One has to look at the sample statistics to determine the best estimate of the true 95th percentile, which for NO2 is 0.22 ppm using non-parametric methods, and 0.25 ppm using the lognormal distribution assumption (Table IV). (The exposure rating for NO2 would be category 1 when using the former ACGIH TLV.)

Determinants of Exposure

Effect of Locomotive Position and Window Status

For most of the cases there was additional contextual information on the locomotive position (e.g., lead versus trailing) and the status of the locomotive windows during the run (open versus closed). The median level for the lead locomotives appears to be considerably less than that for the trailing locomotives (considering both detects and non- detects): 0.0027 mg/m3 (n=156) versus 0.0073 mg/m3 (n=22), respectively (see Table III). A two-sided t-test comparison of the log-transformed data indicated that the geometric means were significantly different (p < 0.001) (see Figures S1–S3). (This analysis was repeated for TC levels in the lead and trailing locomotives. The levels in the trailing locomotive tended to be slightly greater than the levels in the lead locomotive, but the difference in the geometric means was not significant (p=0.229 and p=0.336 assuming separate and pooled variances, respectively).)

It was not expected that window status (open vs. closed) would greatly affect the EC levels for the lead locomotive. A t-test comparison of the log-transformed data indicates that the geometric means were not significantly different (p =0.318 and p = 0.334 assuming separate and pooled variances, respectively). In contrast, a t-test comparison of the TC levels showed that the TC levels were significantly greater (p < 0.05) when the windows in the lead locomotive were open.

It is logical to expect that window status might have a profound effect on the EC and TC levels in the trailing locomotive.
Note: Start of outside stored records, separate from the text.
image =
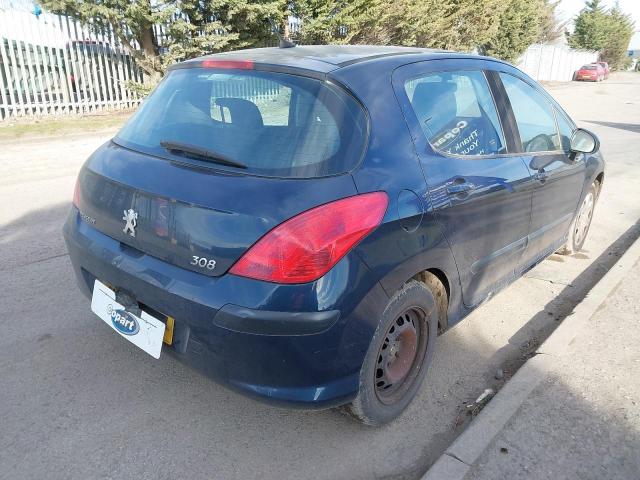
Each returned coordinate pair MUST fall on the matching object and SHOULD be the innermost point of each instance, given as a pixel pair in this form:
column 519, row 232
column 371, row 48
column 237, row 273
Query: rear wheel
column 581, row 223
column 398, row 356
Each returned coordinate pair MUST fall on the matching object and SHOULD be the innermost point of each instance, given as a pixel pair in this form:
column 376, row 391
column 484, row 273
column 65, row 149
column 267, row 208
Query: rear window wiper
column 200, row 153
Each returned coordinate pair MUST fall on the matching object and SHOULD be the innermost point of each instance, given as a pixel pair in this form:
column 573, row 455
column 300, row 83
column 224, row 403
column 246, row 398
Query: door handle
column 541, row 176
column 457, row 188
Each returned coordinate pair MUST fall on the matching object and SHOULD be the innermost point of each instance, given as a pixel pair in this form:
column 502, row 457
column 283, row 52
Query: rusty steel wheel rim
column 401, row 355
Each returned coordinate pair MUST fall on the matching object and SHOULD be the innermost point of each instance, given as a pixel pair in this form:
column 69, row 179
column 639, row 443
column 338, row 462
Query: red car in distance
column 592, row 72
column 606, row 68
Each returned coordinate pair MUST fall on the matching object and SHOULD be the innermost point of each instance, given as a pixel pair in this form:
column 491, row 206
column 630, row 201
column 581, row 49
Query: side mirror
column 583, row 141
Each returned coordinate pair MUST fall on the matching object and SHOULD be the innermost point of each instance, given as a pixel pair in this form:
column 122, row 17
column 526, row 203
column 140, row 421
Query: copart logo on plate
column 124, row 322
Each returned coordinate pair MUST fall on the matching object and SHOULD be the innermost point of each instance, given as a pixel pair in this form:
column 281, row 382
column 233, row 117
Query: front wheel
column 398, row 356
column 581, row 223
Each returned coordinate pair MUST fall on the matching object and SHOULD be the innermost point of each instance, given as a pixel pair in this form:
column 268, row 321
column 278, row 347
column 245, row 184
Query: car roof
column 319, row 58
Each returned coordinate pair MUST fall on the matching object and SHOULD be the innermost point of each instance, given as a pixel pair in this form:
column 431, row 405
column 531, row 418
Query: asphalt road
column 79, row 402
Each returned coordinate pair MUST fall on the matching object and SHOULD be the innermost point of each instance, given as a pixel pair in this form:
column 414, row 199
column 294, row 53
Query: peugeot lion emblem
column 131, row 217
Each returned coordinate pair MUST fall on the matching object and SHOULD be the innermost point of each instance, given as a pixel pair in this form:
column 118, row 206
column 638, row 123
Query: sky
column 568, row 9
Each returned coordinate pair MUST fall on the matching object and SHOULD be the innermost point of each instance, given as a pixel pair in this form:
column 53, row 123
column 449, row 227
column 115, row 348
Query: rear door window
column 275, row 124
column 534, row 116
column 456, row 113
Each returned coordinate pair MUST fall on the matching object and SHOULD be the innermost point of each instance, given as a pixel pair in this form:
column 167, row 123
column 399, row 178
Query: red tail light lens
column 307, row 246
column 76, row 194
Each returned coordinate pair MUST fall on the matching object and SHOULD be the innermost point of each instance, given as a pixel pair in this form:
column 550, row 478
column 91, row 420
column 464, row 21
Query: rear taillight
column 307, row 246
column 76, row 194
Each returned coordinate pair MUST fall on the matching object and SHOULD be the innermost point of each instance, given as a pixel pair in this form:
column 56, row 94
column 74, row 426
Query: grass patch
column 57, row 126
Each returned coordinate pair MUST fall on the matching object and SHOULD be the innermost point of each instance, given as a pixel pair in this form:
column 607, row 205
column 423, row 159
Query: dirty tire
column 581, row 223
column 382, row 397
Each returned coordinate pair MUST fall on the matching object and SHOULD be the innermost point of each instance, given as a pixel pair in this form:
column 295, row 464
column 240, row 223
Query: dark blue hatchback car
column 300, row 224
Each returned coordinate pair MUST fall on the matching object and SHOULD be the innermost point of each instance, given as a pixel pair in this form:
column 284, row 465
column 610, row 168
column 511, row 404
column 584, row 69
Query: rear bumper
column 298, row 345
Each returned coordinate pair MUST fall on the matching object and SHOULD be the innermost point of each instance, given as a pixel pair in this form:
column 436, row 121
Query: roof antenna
column 282, row 42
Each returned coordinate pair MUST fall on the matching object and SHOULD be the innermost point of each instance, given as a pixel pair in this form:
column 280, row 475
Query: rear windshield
column 271, row 123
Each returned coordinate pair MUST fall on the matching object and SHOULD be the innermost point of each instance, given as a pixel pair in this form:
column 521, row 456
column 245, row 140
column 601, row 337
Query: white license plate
column 144, row 331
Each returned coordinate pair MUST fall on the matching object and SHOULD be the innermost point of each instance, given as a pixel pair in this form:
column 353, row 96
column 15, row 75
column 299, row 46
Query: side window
column 457, row 113
column 566, row 128
column 534, row 116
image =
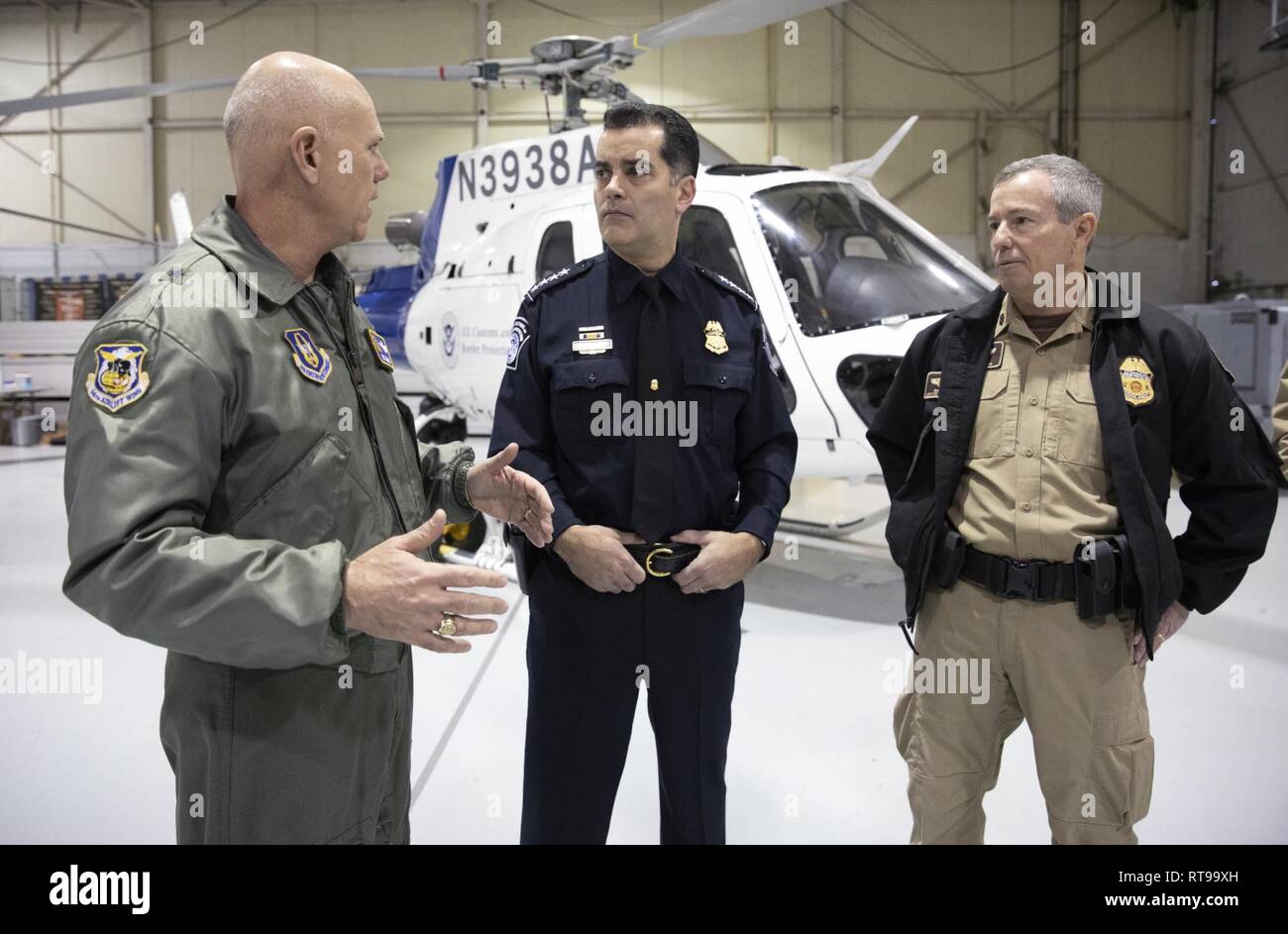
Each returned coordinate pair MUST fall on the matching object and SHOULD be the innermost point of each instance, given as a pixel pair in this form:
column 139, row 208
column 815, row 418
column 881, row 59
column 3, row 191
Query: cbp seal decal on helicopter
column 450, row 339
column 117, row 379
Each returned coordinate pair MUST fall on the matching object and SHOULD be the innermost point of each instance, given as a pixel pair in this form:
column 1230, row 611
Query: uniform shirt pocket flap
column 589, row 373
column 717, row 373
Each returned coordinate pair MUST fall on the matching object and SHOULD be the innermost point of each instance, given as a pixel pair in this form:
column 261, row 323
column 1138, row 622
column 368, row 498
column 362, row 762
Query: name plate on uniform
column 592, row 346
column 591, row 341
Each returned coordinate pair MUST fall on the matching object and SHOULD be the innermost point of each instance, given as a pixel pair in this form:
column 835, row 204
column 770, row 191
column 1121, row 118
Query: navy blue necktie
column 651, row 509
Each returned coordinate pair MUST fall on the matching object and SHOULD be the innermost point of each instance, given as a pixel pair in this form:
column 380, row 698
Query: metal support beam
column 89, row 52
column 837, row 88
column 1067, row 120
column 481, row 94
column 1197, row 272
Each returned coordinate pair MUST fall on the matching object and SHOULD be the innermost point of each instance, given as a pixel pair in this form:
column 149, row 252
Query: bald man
column 245, row 489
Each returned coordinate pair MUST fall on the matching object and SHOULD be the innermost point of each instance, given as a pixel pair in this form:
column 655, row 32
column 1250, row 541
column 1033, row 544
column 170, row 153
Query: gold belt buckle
column 648, row 562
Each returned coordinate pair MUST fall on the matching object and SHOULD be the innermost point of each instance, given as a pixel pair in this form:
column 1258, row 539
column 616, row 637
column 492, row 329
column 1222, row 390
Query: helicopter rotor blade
column 724, row 18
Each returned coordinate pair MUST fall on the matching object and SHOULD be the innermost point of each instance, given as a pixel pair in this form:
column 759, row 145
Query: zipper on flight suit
column 355, row 366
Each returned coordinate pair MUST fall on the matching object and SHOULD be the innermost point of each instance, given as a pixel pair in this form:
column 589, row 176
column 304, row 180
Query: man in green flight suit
column 245, row 488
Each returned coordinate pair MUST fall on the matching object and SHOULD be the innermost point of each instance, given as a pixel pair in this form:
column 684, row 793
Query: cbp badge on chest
column 1137, row 380
column 117, row 379
column 310, row 360
column 716, row 342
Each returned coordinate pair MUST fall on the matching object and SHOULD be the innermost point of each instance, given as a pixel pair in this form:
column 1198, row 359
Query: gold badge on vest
column 1137, row 380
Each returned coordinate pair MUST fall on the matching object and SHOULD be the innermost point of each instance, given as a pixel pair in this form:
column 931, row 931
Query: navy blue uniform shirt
column 733, row 476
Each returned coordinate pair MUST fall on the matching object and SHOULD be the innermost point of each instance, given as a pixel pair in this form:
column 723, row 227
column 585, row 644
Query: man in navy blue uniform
column 640, row 393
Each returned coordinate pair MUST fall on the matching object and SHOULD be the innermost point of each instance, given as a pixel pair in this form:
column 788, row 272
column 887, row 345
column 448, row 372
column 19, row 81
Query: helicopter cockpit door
column 719, row 232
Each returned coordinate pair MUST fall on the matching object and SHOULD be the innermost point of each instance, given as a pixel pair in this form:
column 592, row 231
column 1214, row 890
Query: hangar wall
column 816, row 93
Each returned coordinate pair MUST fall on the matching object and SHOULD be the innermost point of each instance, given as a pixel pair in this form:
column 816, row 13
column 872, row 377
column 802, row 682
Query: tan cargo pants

However, a t-test comparison of the log- transformed EC values, by window status, was not significant (p=0.504 and p=0.499 assuming separate and pooled variances, respectively), indicating that the geometric mean EC levels when the windows were open versus closed were not significantly different. This analysis was repeated for TC levels in the trailing locomotive. The TC levels were not significantly greater when the windows in the trailing locomotive were open (p 0.964 assuming either separate or pooled variances).

Analysis of variance (ANOVA) was used to evaluate the combined effects of locomotive position (lead vs. trailing) and window status (open vs. closed) on the EC levels (results not shown). The position has a significant effect (p < 0.0001), but neither window status nor the interaction term was close to being statistically significant (see the Supplemental Materials). To fully evaluate the effect of window status on the trailing locomotive additional data will be necessary.

Effect of Tunnels

EC levels for the lead locomotive were plotted versus the number of tunnels encountered per run (see Figure S4). There was no indication of an effect due to the number of tunnels encountered during the run.

(see the Supplemental Materials for additional text as well as an evaluation of the effect of locomotive manufacturer, class, and model on EC levels.)